Ten Verses on the Yugala-Siddhānta

Nimbārkācārya · also called Vedānta-Kāmadhenu

Nimbārkācārya wrote three works that the tradition keeps with absolute care: a brief commentary on the Brahma Sūtras called the Vedānta-pārijāta-saurabha, a praise-song to Krishna, and these ten verses. The Daśaślokī is the smallest and the most concentrated. Ten Sanskrit verses, said to summarize the entire Yugala-siddhānta of the Nimbārka sampradāya.
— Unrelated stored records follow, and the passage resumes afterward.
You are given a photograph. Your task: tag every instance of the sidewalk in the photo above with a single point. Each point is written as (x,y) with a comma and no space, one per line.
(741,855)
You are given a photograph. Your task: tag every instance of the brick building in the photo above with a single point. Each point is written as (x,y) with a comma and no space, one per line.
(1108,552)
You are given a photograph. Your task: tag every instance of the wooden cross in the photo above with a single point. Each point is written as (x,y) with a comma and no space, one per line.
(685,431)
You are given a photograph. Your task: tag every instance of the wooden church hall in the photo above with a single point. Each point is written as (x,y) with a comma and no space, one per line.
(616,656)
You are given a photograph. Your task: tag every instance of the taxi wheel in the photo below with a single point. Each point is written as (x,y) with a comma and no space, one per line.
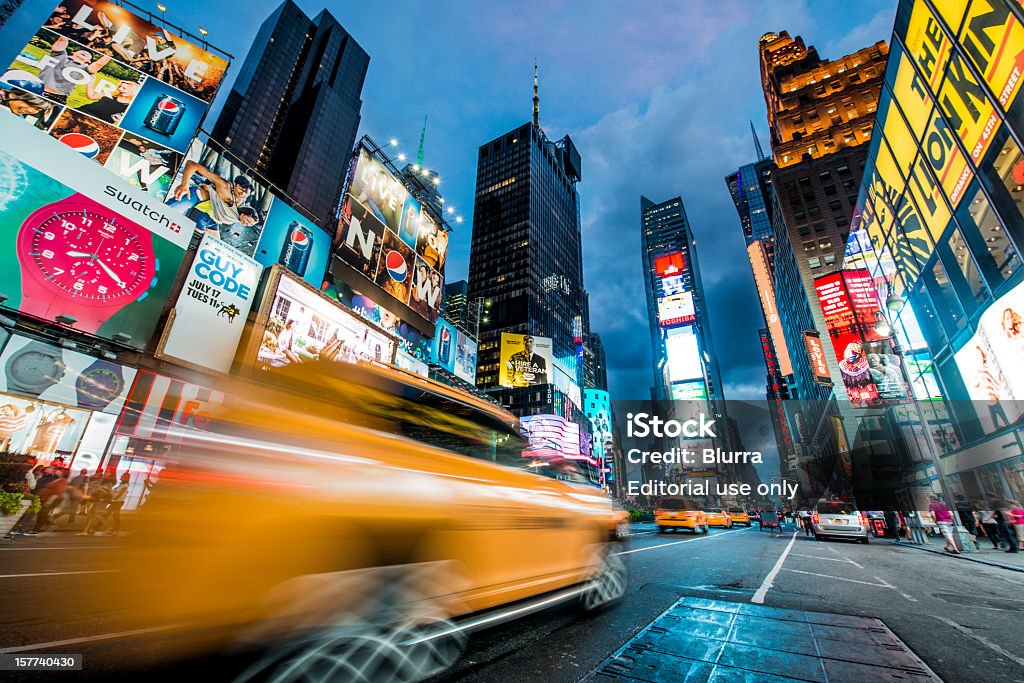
(607,585)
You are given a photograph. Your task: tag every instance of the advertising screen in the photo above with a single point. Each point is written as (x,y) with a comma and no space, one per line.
(465,357)
(38,370)
(211,310)
(676,309)
(386,236)
(298,325)
(78,243)
(669,265)
(525,360)
(683,352)
(990,361)
(110,75)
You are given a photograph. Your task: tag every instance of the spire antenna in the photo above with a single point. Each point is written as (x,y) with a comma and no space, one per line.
(423,133)
(537,98)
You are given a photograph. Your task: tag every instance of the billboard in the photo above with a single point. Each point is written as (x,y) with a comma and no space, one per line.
(676,309)
(868,365)
(525,360)
(465,357)
(816,356)
(990,361)
(78,243)
(390,239)
(670,264)
(683,352)
(766,291)
(228,201)
(297,324)
(42,371)
(210,314)
(110,74)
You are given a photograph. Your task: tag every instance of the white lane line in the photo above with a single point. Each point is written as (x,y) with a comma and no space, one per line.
(51,573)
(825,575)
(981,639)
(676,543)
(888,585)
(759,595)
(845,557)
(87,639)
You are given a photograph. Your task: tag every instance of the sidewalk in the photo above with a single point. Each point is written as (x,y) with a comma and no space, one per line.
(984,555)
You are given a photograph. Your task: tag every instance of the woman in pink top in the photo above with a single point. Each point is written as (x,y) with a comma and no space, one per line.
(944,519)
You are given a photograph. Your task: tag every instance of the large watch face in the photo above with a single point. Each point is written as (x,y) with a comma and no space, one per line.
(90,256)
(35,369)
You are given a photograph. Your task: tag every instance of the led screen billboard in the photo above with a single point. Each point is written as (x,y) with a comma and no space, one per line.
(78,243)
(297,324)
(38,370)
(683,352)
(390,239)
(207,322)
(111,75)
(525,360)
(991,361)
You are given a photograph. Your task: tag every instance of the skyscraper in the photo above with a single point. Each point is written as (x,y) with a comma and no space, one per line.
(526,259)
(294,110)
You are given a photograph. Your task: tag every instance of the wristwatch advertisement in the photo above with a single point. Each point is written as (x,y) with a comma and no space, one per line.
(38,370)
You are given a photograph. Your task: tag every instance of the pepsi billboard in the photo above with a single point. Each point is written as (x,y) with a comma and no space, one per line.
(386,236)
(101,76)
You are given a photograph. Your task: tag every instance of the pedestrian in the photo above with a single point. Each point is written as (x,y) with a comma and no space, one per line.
(944,520)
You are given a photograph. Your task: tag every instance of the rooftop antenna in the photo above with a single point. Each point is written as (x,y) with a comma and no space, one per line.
(757,142)
(419,157)
(537,98)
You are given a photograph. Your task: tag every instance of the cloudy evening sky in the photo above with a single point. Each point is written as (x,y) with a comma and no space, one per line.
(656,95)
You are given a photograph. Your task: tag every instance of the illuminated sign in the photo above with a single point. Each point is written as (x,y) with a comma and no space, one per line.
(676,309)
(756,253)
(670,264)
(78,243)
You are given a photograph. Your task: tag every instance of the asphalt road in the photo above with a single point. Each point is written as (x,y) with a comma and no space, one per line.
(963,619)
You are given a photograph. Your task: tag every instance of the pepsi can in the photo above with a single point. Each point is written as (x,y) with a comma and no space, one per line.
(165,115)
(298,245)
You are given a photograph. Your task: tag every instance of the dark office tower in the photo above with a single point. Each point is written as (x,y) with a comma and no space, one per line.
(683,352)
(526,257)
(294,110)
(457,304)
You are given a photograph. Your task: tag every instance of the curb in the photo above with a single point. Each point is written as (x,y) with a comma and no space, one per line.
(1012,567)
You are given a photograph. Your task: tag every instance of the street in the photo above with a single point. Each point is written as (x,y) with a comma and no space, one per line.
(956,615)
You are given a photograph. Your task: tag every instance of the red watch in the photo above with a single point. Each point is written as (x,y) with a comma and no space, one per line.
(80,258)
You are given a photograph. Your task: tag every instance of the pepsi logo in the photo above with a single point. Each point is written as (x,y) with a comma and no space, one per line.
(81,143)
(396,266)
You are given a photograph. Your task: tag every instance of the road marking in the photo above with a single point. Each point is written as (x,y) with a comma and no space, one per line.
(888,585)
(759,595)
(51,573)
(87,639)
(825,575)
(844,557)
(981,639)
(676,543)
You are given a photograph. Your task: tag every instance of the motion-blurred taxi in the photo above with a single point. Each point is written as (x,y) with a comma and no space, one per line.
(679,513)
(739,516)
(718,517)
(363,514)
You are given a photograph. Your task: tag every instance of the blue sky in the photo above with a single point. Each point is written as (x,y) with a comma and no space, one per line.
(656,97)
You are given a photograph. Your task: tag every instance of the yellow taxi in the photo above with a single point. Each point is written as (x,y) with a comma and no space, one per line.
(739,516)
(679,513)
(718,517)
(328,498)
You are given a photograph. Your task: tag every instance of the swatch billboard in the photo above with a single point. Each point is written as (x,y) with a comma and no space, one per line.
(108,79)
(81,244)
(391,240)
Every later teacher of the lineage has commented on it.

The doctrine is svābhāvika-bhedābheda, the inherent simultaneous difference and non-difference of the soul, the world, and the Lord. Where Śaṅkara saw only non-difference, where Madhva saw only difference, Nimbārka saw both at once, by the very nature of things. And on Krishna's left side, named without ceremony, sits Rādhā. The Yugala is the supreme reality, never to be split.

Verse 1

The Soul, Knowing and Atomic

ज्ञानस्वरूपं च हरेरधीनं शरीरसंयोगवियोगयोग्यम्। अणुं हि जीवं प्रतिदेहभिन्नं ज्ञातृत्ववन्तं यदनन्तमाहुः॥

jñāna-svarūpaṃ ca harer adhīnaṃ śarīra-saṃyoga-viyoga-yogyam aṇuṃ hi jīvaṃ pratideha-bhinnaṃ jñātṛtva-vantaṃ yad anantam āhuḥ

The soul, whose nature is knowledge, dependent on Hari, fit for joining and parting from bodies; atomic, distinct in each body, knowing, declared infinite in number.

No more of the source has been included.